Is traffic subsequent to a SASL/GSSAPI bind encrypted?

Question

When making a SASL/GSSAPI bind to an LDAP server over port 389 (ldap:///), after the authentication is finished is the resulting LDAP traffic encrypted? If so, is there a document or RFC that describes this?

Assume that no STARTLS command is issued by the client.

Note that the question "Is it secure to be using LDAP, or is LDAPS the only secure option?" mentions some ways to secure an LDAP connection but does not address the question of whether or not connecting via SASL/GSSAPI encrypts subsequent data communications.

Answer 1

Unless you are explicitly using LDAPS on port 636 or TLS over 389, then you are not using encryption. You can verify this with a quick packet capture. I wouldn't even trust that your authentication credentials are protected, but I am not aware of what protections that exist there.
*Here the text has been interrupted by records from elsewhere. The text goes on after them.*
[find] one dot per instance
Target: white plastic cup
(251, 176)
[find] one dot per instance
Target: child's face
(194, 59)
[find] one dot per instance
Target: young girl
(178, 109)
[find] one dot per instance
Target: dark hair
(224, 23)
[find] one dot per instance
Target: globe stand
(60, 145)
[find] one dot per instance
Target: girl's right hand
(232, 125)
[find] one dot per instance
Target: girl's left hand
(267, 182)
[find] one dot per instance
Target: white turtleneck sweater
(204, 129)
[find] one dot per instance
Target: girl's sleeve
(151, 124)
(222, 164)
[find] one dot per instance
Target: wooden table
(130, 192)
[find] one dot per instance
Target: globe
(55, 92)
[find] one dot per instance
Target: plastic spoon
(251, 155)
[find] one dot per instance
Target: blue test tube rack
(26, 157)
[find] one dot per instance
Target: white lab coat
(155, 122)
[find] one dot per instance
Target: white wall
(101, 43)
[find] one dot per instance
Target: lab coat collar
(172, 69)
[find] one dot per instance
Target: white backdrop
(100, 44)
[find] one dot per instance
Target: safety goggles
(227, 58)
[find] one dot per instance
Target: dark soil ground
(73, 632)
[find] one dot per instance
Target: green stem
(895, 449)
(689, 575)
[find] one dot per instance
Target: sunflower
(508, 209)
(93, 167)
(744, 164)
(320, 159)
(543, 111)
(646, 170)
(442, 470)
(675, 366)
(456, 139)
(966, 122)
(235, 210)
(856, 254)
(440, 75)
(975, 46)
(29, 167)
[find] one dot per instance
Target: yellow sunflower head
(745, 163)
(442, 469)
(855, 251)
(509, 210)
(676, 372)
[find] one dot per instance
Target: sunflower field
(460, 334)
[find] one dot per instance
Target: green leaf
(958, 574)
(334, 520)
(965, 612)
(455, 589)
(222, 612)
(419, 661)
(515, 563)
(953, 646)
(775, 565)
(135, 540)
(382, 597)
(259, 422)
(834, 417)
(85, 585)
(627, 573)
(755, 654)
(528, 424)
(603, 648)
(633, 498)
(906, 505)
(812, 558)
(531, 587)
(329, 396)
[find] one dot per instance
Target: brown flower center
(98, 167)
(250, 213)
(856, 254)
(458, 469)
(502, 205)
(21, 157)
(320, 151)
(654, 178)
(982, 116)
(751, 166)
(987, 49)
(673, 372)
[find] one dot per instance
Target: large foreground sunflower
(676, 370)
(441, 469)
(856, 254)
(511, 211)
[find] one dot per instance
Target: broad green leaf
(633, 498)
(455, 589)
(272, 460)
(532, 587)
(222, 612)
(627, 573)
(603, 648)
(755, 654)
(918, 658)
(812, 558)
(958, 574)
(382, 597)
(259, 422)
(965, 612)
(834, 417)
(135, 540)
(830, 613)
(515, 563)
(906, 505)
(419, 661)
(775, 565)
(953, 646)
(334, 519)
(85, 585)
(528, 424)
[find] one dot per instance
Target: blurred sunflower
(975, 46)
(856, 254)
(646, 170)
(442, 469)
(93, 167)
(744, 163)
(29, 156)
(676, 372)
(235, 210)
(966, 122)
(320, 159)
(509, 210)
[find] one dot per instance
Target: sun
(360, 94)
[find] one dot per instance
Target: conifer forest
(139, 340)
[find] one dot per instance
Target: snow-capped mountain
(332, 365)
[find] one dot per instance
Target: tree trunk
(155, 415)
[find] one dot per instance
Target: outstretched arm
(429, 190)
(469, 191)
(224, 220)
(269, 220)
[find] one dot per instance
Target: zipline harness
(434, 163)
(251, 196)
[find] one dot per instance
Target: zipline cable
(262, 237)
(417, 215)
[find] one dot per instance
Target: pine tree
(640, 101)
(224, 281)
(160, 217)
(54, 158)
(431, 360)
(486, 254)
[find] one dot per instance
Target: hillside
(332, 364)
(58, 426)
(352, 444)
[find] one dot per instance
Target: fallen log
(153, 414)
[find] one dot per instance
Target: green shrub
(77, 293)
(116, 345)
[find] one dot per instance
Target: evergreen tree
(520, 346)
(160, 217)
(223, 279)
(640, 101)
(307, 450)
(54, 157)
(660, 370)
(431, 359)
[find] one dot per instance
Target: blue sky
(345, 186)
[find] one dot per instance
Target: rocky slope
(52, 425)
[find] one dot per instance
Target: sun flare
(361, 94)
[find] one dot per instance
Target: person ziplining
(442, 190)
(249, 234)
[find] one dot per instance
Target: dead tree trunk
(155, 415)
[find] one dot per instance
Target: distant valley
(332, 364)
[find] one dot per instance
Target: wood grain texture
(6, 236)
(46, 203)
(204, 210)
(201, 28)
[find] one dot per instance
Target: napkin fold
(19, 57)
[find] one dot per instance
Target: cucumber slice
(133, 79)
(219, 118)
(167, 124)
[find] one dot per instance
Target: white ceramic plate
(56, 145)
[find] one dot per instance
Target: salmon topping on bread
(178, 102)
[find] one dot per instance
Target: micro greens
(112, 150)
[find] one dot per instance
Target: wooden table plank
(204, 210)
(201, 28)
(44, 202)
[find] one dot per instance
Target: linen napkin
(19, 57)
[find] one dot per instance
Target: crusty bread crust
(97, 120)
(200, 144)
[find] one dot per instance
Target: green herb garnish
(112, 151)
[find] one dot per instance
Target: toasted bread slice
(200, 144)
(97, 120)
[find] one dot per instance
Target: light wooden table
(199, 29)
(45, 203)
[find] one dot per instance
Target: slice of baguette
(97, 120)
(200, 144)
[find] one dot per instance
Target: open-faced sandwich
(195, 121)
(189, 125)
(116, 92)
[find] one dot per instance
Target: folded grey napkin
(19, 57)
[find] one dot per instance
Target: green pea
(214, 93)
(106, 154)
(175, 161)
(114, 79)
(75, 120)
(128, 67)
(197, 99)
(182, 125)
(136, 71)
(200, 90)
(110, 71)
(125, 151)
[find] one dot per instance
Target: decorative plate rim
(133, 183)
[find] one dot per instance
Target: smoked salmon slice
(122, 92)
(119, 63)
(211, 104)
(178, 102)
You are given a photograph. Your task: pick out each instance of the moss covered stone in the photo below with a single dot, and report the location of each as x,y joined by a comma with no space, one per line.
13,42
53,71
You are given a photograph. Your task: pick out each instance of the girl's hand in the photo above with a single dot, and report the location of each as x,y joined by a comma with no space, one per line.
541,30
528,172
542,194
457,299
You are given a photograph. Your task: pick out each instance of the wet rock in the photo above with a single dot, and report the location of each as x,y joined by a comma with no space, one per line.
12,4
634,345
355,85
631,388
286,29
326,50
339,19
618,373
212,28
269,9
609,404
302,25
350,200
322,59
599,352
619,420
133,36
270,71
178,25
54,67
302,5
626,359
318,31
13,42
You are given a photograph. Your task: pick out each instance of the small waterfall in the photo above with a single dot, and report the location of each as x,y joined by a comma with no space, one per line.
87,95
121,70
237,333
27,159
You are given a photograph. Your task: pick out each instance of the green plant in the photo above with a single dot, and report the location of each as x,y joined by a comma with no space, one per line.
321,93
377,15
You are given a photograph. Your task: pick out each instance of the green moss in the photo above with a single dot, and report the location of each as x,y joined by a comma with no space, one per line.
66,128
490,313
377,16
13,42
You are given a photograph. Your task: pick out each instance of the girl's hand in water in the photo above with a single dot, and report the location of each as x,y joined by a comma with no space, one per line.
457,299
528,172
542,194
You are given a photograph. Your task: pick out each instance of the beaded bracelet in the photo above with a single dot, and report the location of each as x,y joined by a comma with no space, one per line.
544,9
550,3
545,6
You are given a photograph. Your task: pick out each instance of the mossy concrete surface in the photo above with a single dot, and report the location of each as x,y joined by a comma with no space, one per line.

Edit: I may be wrong. It appears that there are some modes of SASL that provide some confidentiality (source):

In additional to authentication, some SASL mechanisms support integrity and privacy protection of the communication channel after successful authentication. With integrity protection, subsequent LDAP requests and responses are protected against tampering. With privacy protection, subsequent LDAP requests and responses are encrypted and therefore protected against unintended monitoring. Privacy protection automatically entails integrity protection. These different types of protection are referred to as the quality of protection (qop). It is negotiated between the client and server during the authentication phase of the SASL exchange. If the client and server cannot negotiate a common qop, then the SASL authentication fails.

That said, I do not know how thorough this protection is. See this answer for a more in depth look.